[Math] What impact would P!=NP have on the characterization of BQP

computability-theorycomputational complexitynpopen-problemsquantum mechanics

Many complexity theorists assume that $P\ne NP.$ If this is proved, how would it impact quantum computing and quantum algorithms? Would the proof immediately disallow quantum algorithms from ever solving NP-Complete problems in Quantum Polynomial time?

According to Wikipedia, quantum complexity classes BQP and QMA are the bounded-error quantum analogues of P and NP. Is it likely that a proof that $P\ne NP$ can be adapted to the quantum setting to show that $BQP \ne QMA?$

Best Answer

David is right about one thing. Scott had a discussion about this on his blog and I was also involved.

On the one hand, many complexity theorists simply also assume that BQP does not contain NP, just as they assume that P does not contain NP. The evidence for the former is not as dramatic as that for the latter, but there is at least an oracle separation. I.e., there is an oracle A such that BQPA does not contain NPA. Now, there are some famous cases where two complexity classes are equal or there is an inclusion, even though there is also a credible oracle separation. But the oracle separations for BQP vs NP seem realistic. Besides, apart from tangible evidence, I for one consider BQP to be surprisingly powerful but not incredibly powerful. It's my intuition partly because I expect BQP to be realistic and I don't expect the universe to be perverse. I think of BQP as an extension of randomized computation based on quantum probability.

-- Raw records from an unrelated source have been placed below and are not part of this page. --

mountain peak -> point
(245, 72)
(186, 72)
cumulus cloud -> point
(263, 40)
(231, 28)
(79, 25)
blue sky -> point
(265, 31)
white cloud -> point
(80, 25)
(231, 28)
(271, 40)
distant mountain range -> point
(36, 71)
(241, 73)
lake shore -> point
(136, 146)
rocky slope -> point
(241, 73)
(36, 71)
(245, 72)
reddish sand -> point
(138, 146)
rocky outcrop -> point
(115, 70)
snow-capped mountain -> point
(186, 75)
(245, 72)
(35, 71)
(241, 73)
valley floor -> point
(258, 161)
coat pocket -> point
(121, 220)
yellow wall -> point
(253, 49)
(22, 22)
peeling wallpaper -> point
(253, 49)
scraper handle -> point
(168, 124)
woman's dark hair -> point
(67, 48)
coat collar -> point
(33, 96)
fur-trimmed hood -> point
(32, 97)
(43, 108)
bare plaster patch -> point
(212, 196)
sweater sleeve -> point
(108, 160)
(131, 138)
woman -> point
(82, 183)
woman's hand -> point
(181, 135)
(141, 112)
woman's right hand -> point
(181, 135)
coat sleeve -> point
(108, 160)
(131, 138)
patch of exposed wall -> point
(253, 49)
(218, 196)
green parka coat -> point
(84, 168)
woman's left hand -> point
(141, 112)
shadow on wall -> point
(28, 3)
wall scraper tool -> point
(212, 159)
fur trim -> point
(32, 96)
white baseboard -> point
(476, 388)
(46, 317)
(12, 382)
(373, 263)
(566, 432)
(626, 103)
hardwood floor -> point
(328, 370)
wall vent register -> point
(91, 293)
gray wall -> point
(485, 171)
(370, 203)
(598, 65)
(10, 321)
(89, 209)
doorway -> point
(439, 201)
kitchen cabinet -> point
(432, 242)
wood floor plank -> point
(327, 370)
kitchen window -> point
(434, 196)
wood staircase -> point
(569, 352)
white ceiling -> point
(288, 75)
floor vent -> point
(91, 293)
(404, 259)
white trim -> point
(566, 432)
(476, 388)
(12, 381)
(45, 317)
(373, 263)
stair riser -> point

On the other hand, P vs PSPACE is already an unfathomable open problem. The two main barrier results for P vs NP, Baker-Gill-Solovay and Razborov-Rudich, apply to P vs PSPACE equally well. Since PSPACE contains both NP and BQP, if you were to show that either one does not equal P, then in particular you would show that PSPACE does not equal P. Actually, I don't know a good reason to try to prove that P ≠ NP rather than to first prove that P ≠ PSPACE, since the latter is at least formally easier.